Comrades often referred to Santucho by his nickname "Roby," although he was known to use other noms de guerre: Miguel, Comandante Carlos Ramírez, and Enrique Orozco, among others.
Santucho was instrumental in early efforts to unite the Frente Revolucionario Indoamericano (FRIP), of which he was then leader, with the Trotskyite organization Palabra Obrera.
On Santucho's initiative, and following shortly after the popular upheaval of 1969 known as "the Cordobazo", the Fifth Congress of the PRT voted in 1970 in favor of the formation of the People's Revolutionary Army (ERP).
In Chile, Santucho and his companions were granted safe passage by then president Salvador Allende to continue onwards to La Habana, Cuba.
Santucho would later resist pressures to abandon the armed struggle and enter into dialogue with President Héctor Jóse Cámpora, the Peronist figurehead for then-exiled Juan Domingo Perón.

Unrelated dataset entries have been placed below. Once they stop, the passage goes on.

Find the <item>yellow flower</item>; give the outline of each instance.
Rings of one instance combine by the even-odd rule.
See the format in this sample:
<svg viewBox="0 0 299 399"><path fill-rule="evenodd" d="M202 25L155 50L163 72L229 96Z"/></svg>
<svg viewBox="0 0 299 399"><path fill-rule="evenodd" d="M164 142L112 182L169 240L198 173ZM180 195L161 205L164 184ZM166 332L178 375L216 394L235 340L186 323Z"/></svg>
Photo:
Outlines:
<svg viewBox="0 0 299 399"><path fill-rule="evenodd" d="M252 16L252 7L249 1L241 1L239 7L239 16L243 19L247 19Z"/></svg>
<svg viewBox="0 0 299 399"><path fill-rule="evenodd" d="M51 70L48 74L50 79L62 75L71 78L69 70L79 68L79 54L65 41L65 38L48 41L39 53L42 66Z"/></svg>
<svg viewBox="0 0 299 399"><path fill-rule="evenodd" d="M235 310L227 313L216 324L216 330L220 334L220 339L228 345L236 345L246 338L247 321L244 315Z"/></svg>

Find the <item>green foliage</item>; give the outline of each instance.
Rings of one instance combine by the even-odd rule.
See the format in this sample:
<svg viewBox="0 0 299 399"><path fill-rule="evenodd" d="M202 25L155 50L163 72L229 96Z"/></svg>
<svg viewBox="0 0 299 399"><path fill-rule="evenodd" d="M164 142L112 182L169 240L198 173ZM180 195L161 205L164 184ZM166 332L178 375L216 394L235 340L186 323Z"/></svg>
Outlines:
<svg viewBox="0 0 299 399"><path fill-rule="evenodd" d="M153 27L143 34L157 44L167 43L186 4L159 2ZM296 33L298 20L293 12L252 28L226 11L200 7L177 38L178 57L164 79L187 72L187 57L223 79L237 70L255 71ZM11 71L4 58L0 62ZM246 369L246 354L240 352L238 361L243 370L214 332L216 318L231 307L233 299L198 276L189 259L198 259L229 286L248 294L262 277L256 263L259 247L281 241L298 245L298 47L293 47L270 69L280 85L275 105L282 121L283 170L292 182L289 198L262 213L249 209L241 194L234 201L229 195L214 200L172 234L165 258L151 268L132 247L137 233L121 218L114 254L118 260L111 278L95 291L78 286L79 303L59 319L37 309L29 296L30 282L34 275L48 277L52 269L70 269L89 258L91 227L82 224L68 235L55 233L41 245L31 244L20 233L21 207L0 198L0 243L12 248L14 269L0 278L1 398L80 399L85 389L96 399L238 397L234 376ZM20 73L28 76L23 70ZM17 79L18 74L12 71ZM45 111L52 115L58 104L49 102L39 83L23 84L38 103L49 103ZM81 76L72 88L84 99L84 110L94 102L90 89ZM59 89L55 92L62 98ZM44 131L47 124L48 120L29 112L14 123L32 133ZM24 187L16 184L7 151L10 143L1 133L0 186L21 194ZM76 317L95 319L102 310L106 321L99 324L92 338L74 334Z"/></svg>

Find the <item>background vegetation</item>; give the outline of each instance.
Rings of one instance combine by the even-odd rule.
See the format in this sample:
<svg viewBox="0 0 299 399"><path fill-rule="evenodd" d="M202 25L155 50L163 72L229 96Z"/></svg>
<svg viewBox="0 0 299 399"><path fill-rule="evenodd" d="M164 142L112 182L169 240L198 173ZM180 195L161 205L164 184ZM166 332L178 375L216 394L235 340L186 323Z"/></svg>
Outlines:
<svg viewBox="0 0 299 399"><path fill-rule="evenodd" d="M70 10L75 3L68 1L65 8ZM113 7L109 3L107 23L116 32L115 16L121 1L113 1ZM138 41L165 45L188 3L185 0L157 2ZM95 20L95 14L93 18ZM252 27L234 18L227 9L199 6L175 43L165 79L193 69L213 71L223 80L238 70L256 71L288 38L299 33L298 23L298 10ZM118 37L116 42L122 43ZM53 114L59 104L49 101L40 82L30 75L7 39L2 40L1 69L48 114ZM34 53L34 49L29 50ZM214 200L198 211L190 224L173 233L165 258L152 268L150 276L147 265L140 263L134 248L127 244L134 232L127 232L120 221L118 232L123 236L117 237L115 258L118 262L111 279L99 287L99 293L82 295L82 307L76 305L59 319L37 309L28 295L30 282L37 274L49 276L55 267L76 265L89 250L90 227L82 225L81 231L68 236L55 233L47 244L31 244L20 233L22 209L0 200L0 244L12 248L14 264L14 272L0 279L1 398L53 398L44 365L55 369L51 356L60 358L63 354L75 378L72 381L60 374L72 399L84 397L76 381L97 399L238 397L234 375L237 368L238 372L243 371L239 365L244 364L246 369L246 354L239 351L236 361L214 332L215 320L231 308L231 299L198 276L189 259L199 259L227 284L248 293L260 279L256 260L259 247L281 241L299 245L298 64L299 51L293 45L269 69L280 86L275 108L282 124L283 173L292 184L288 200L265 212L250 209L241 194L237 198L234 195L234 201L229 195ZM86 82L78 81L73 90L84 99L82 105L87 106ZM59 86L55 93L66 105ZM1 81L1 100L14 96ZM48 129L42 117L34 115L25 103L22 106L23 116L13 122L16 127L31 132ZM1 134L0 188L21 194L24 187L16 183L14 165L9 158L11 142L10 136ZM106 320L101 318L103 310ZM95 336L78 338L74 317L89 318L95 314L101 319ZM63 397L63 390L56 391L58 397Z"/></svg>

In a series of public statements he denounced the counterrevolutionary character of the Campora government, as well as Perón's conciliatory attitude towards the Argentine business class and far right.
According to surviving member and later secretary general of PRT-ERP Arnol Kremer (pseudonym Luis Mattini), the ERP and Montoneros leadership were coordinating efforts to build a unified guerrilla force shortly before Santucho's death.
Regarding Peronism, Santucho considered the phenomenon a prime example of "Bonapartism", wherein a strongman figure mediates between competing class interests for the purpose of guaranteeing "national unity".
In that sense, Santucho was equally opposed to a populist movement such as the Montonero's as he was to the gradualist platform of the Communist Party, advocating instead for a socialist revolution as the only viable option for national liberation.